An international team of scientists led by the Massachusetts Institute of Technology has refined a solar-powered system that can extract drinkable water from the air. The technology, which was initially designed three years ago, is now more efficient and practical. The device pulls moisture out of the air and condenses it into clean water using heat from the sun.
By improving the design with more advanced materials, the researchers have transformed a small prototype into a system that could be scaled up for greater water output. The technology will be particularly useful in remote areas where there is a lack of access to clean water and electricity.
Researchers including Professor Evelyn Wang, the head of MIT’s Department of Mechanical Engineering, previously demonstrated a proof of concept for the water extraction system. The original device used an adsorbent material to draw in moisture at night, which was released as water when the material was heated by the sun the following day.
This system, however, required the use of specialized materials called metal organic frameworks (MOFs) that are expensive and scarce. Furthermore, the system’s water output was not sufficient enough to be practical.
The researchers say that by incorporating a second stage of desorption and condensation, and by using a readily available adsorbent material, the device’s output has been significantly increased and its scalability is greatly improved.
The new design replaces MOFs with adsorbent materials called zeolites, which are widely available, stable, and have the right properties to support an efficient water production system.

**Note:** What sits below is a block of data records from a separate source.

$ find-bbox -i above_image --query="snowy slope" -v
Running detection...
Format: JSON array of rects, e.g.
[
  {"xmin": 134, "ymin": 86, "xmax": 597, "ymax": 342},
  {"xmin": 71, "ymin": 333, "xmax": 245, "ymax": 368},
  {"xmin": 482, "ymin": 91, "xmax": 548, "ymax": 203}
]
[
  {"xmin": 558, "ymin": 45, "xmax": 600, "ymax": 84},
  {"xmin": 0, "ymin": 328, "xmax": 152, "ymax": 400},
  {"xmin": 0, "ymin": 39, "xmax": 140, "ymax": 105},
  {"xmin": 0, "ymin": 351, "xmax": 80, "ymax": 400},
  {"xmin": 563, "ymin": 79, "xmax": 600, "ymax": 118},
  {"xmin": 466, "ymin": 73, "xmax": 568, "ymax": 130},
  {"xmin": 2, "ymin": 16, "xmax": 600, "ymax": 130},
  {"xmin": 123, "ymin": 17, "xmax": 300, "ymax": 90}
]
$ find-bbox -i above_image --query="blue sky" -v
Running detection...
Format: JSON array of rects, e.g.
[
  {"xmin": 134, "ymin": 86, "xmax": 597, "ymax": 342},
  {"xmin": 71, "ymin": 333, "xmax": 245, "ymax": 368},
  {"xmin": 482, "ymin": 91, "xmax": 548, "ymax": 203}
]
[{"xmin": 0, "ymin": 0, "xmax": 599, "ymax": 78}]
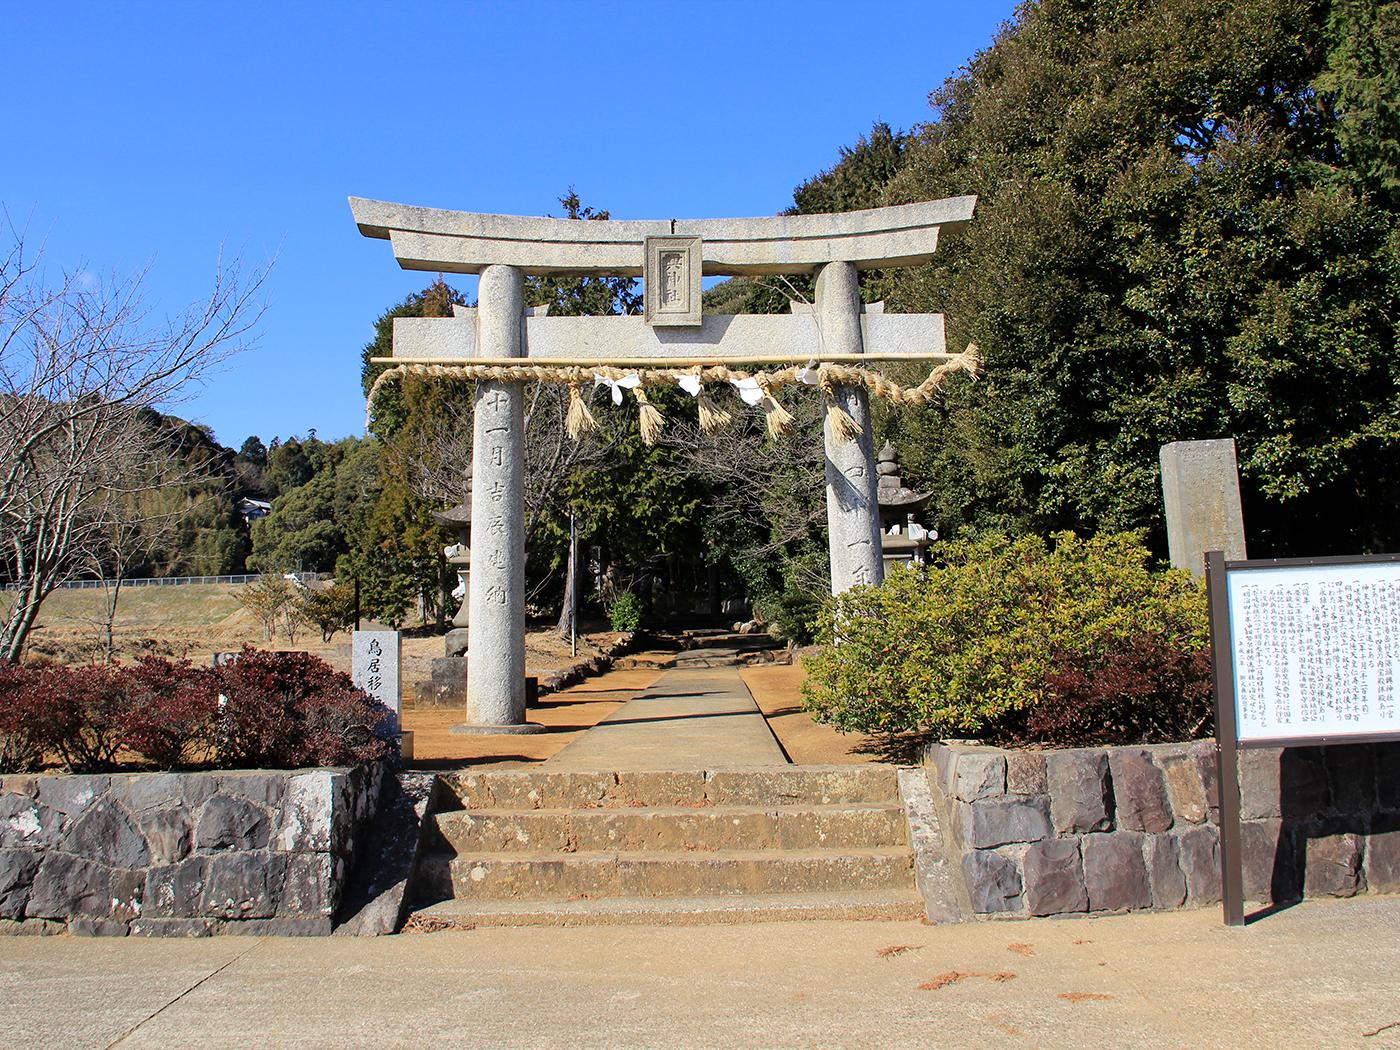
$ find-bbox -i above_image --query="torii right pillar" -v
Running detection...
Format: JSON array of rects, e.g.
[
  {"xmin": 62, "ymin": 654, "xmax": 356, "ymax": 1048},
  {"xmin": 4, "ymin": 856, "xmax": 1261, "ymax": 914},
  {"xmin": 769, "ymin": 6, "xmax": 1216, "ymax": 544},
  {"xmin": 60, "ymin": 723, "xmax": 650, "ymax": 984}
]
[{"xmin": 816, "ymin": 261, "xmax": 884, "ymax": 595}]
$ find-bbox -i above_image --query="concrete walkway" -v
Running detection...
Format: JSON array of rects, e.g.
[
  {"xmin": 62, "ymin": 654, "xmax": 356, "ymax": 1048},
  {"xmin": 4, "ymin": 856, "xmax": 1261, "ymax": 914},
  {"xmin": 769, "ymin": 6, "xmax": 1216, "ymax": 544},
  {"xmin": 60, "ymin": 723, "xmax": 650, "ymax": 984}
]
[
  {"xmin": 3, "ymin": 897, "xmax": 1400, "ymax": 1047},
  {"xmin": 544, "ymin": 666, "xmax": 788, "ymax": 770}
]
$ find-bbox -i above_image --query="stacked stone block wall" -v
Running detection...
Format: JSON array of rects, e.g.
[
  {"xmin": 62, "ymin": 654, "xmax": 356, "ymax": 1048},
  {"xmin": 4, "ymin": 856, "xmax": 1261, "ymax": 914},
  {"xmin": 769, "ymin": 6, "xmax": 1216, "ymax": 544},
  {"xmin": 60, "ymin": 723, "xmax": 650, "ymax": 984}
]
[
  {"xmin": 927, "ymin": 741, "xmax": 1400, "ymax": 916},
  {"xmin": 0, "ymin": 764, "xmax": 386, "ymax": 936}
]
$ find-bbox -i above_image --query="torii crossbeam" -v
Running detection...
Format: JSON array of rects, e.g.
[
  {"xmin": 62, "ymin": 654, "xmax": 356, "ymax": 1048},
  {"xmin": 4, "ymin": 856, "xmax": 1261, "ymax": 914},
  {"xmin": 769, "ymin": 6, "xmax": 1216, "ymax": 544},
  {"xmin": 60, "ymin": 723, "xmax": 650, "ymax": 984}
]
[{"xmin": 350, "ymin": 194, "xmax": 976, "ymax": 733}]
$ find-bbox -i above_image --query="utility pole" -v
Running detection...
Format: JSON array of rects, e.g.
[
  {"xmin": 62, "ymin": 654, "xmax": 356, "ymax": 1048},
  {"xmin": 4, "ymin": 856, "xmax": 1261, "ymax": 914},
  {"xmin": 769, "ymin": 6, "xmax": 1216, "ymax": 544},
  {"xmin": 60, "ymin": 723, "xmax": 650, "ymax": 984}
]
[{"xmin": 569, "ymin": 510, "xmax": 579, "ymax": 658}]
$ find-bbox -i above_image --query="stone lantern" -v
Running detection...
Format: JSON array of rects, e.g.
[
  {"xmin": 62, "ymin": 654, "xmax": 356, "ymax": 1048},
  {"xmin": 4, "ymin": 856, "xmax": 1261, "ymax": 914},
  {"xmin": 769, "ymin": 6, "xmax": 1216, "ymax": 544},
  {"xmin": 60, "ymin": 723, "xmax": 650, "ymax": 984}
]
[
  {"xmin": 875, "ymin": 441, "xmax": 936, "ymax": 571},
  {"xmin": 432, "ymin": 496, "xmax": 471, "ymax": 655}
]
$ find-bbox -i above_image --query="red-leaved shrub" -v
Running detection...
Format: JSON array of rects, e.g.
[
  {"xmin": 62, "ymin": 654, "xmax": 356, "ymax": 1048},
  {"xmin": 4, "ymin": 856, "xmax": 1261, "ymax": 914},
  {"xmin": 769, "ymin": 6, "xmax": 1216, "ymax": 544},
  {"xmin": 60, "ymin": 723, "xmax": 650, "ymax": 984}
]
[
  {"xmin": 0, "ymin": 664, "xmax": 45, "ymax": 772},
  {"xmin": 33, "ymin": 663, "xmax": 130, "ymax": 771},
  {"xmin": 1025, "ymin": 633, "xmax": 1214, "ymax": 747},
  {"xmin": 214, "ymin": 647, "xmax": 394, "ymax": 768},
  {"xmin": 118, "ymin": 657, "xmax": 222, "ymax": 769},
  {"xmin": 0, "ymin": 648, "xmax": 393, "ymax": 772}
]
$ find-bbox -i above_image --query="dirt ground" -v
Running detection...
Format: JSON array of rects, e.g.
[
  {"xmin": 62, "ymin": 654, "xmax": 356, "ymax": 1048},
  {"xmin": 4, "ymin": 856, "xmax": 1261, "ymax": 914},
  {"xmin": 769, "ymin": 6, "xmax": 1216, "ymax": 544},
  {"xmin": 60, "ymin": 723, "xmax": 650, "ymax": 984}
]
[
  {"xmin": 402, "ymin": 668, "xmax": 664, "ymax": 767},
  {"xmin": 9, "ymin": 897, "xmax": 1400, "ymax": 1048},
  {"xmin": 739, "ymin": 660, "xmax": 889, "ymax": 764},
  {"xmin": 402, "ymin": 658, "xmax": 891, "ymax": 770}
]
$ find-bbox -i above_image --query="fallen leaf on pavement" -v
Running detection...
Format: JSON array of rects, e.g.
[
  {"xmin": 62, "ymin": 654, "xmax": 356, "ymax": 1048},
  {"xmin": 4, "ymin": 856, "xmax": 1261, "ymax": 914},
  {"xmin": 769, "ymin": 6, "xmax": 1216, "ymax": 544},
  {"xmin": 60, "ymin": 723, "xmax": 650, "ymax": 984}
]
[
  {"xmin": 877, "ymin": 944, "xmax": 922, "ymax": 958},
  {"xmin": 919, "ymin": 971, "xmax": 970, "ymax": 990},
  {"xmin": 918, "ymin": 971, "xmax": 1016, "ymax": 990}
]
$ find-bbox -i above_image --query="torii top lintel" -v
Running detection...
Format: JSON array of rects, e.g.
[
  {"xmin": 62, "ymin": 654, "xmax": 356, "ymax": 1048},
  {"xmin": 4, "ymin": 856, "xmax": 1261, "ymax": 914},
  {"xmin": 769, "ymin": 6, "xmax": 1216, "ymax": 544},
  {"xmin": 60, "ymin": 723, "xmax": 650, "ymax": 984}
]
[{"xmin": 348, "ymin": 195, "xmax": 976, "ymax": 277}]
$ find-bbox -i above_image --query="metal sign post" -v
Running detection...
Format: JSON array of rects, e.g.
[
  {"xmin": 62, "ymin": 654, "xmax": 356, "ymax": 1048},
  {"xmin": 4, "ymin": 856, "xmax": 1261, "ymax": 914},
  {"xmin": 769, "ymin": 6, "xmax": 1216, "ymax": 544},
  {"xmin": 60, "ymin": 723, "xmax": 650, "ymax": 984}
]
[{"xmin": 1206, "ymin": 549, "xmax": 1400, "ymax": 926}]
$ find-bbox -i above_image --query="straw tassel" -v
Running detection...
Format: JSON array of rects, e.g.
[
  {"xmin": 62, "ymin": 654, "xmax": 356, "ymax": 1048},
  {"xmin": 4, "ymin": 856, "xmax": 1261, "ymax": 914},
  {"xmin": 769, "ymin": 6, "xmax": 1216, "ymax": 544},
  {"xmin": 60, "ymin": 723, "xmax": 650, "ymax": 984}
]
[
  {"xmin": 754, "ymin": 374, "xmax": 794, "ymax": 439},
  {"xmin": 697, "ymin": 391, "xmax": 732, "ymax": 433},
  {"xmin": 819, "ymin": 370, "xmax": 863, "ymax": 443},
  {"xmin": 566, "ymin": 382, "xmax": 596, "ymax": 440},
  {"xmin": 826, "ymin": 400, "xmax": 863, "ymax": 443},
  {"xmin": 633, "ymin": 387, "xmax": 665, "ymax": 445}
]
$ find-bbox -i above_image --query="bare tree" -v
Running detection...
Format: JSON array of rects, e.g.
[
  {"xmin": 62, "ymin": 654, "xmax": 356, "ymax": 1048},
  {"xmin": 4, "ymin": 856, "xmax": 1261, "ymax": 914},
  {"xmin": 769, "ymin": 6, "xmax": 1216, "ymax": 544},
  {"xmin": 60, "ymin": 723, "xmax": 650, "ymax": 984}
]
[
  {"xmin": 237, "ymin": 574, "xmax": 295, "ymax": 643},
  {"xmin": 78, "ymin": 442, "xmax": 225, "ymax": 664},
  {"xmin": 0, "ymin": 221, "xmax": 266, "ymax": 661},
  {"xmin": 658, "ymin": 391, "xmax": 833, "ymax": 618},
  {"xmin": 79, "ymin": 487, "xmax": 179, "ymax": 664}
]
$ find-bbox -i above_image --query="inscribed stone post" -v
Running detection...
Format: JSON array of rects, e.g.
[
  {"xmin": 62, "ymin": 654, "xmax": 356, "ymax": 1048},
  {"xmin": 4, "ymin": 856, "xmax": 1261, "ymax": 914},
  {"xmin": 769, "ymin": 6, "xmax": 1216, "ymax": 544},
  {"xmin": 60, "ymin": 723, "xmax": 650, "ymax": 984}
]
[
  {"xmin": 816, "ymin": 261, "xmax": 884, "ymax": 595},
  {"xmin": 465, "ymin": 265, "xmax": 529, "ymax": 727},
  {"xmin": 352, "ymin": 629, "xmax": 400, "ymax": 734},
  {"xmin": 1159, "ymin": 439, "xmax": 1247, "ymax": 576}
]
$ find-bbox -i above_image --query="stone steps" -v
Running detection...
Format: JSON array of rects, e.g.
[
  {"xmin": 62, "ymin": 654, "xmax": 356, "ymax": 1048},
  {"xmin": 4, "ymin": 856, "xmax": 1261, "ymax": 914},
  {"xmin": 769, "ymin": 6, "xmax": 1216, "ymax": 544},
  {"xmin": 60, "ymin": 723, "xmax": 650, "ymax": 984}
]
[
  {"xmin": 616, "ymin": 650, "xmax": 776, "ymax": 671},
  {"xmin": 674, "ymin": 631, "xmax": 781, "ymax": 651},
  {"xmin": 417, "ymin": 847, "xmax": 916, "ymax": 901},
  {"xmin": 612, "ymin": 634, "xmax": 781, "ymax": 672},
  {"xmin": 430, "ymin": 802, "xmax": 908, "ymax": 853},
  {"xmin": 613, "ymin": 654, "xmax": 676, "ymax": 671},
  {"xmin": 670, "ymin": 649, "xmax": 753, "ymax": 669},
  {"xmin": 400, "ymin": 764, "xmax": 923, "ymax": 926},
  {"xmin": 442, "ymin": 766, "xmax": 901, "ymax": 810},
  {"xmin": 407, "ymin": 889, "xmax": 926, "ymax": 929}
]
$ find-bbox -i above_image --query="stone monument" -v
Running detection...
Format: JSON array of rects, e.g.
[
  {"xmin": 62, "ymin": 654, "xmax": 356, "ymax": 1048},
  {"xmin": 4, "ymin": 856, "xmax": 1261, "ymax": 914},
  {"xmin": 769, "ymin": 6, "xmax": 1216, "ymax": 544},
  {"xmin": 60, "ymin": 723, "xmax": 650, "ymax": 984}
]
[
  {"xmin": 352, "ymin": 629, "xmax": 401, "ymax": 735},
  {"xmin": 350, "ymin": 194, "xmax": 977, "ymax": 731},
  {"xmin": 1159, "ymin": 438, "xmax": 1247, "ymax": 576}
]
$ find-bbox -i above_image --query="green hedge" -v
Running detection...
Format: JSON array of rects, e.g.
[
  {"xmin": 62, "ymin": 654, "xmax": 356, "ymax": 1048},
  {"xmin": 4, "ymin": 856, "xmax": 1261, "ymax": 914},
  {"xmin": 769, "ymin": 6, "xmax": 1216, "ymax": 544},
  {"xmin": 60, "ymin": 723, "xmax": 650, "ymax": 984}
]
[{"xmin": 801, "ymin": 532, "xmax": 1209, "ymax": 744}]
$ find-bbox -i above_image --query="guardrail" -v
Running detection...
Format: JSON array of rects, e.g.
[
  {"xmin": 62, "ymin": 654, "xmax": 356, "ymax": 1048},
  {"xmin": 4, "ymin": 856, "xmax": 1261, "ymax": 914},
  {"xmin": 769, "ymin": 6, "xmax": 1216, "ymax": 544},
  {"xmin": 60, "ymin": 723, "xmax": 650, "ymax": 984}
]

The overall productivity of the system has been roughly doubled by the new design, although the water extraction rates depend on local temperature variations, solar flux, and humidity levels.
The device can work at humidity levels as low as 20 percent and requires no energy input other than sunlight or any other source of heat. The experts will continue to search for even better, more absorbent materials for the system, and they plan to adapt it for specific applications, such as a portable version for military field operations.
The study is published in the journal Joule.